For straightforward returns, this may be acceptable. For taxpayers with complex situations small business owners, people with significant investments, those navigating divorce or inheritance overreliance on AI without professional review is a real risk.
AI systems perform well on common patterns and poorly on edge cases. A W-2 wage earner with standard deductions is well within the training distribution of any major tax AI. A taxpayer with Puerto Rican source income, foreign tax credits, passive activity loss carryforwards, and a home office used partly for a partnership interest is not. The further a taxpayer's situation deviates from the median, the less reliable AI recommendations become and the higher the stakes if those recommendations are wrong.
A quieter risk falls on human tax professionals. As AI handles an increasing share of routine tax preparation, demand for entry-level tax preparers will decline. This has workforce implications, particularly for seasonal and part-time workers, and for the pipeline of professionals who develop tax expertise starting with simple returns before advancing to complex work. The industry may become bifurcated: AI handling the routine, and a shrinking pool of highly specialized human experts handling everything else.
The integration of AI into tax filing isn't a question of whether it's already happening.
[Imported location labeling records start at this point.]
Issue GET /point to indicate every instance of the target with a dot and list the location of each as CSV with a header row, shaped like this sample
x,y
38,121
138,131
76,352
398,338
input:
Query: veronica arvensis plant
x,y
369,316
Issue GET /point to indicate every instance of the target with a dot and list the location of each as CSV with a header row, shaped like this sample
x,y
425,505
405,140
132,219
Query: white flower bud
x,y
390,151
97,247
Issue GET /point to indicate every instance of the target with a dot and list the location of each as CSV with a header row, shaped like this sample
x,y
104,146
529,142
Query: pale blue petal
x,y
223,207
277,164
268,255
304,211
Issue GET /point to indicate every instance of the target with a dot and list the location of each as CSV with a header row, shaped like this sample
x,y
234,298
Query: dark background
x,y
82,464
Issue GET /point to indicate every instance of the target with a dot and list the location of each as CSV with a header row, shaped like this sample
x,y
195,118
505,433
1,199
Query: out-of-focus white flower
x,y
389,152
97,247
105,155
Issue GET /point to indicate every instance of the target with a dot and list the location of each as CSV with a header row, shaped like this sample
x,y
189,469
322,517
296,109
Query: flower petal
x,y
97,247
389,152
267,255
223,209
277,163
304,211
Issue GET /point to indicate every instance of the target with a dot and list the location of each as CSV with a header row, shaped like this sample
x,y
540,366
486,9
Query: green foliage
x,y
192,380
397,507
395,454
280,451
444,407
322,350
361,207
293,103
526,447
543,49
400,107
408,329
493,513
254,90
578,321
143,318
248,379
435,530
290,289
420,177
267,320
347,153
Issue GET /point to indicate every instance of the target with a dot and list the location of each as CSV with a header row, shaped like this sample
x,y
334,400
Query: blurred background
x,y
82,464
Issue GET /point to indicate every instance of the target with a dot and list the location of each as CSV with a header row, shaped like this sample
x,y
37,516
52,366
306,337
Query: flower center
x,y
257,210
The question is how to capture the benefits while managing the risks.
A few principles seem worth emphasizing:
Transparency matters. The IRS should be required to disclose when AI is used in audit selection and to allow taxpayers to challenge AI-generated determinations through a meaningful process. "The algorithm flagged your return" is not sufficient explanation for an audit.
Bias testing is non-negotiable. Any AI system deployed by the IRS or commercial tax preparers that affects taxpayer outcomes should be subject to rigorous, independent audits for disparate impact across race, income, and geography.
Human review remains essential for complex cases. AI is a tool, not a replacement for professional judgment. Tax software companies and the IRS alike should be clear with users about the limitations of AI-generated advice and when professional consultation is warranted.
Data minimization and security must keep pace. Collecting more taxpayer data to train better models creates obligations to secure that data, limit its use, and give taxpayers meaningful control over how it's used.
AI in tax filing is neither a silver bullet nor a threat to be feared it's a powerful technology with real benefits and real risks, being deployed faster than our regulatory frameworks can keep up. For most taxpayers, AI-powered tools will make filing easier, faster, and more accurate. For some, particularly those in complex situations or those targeted by biased audit algorithms, the risks are substantial.
The IRS and the private companies building tax AI have an obligation to deploy these tools thoughtfully with transparency, equity, and taxpayer protection as first principles, not afterthoughts. Tax filing may never be enjoyable, but it should at least be fair.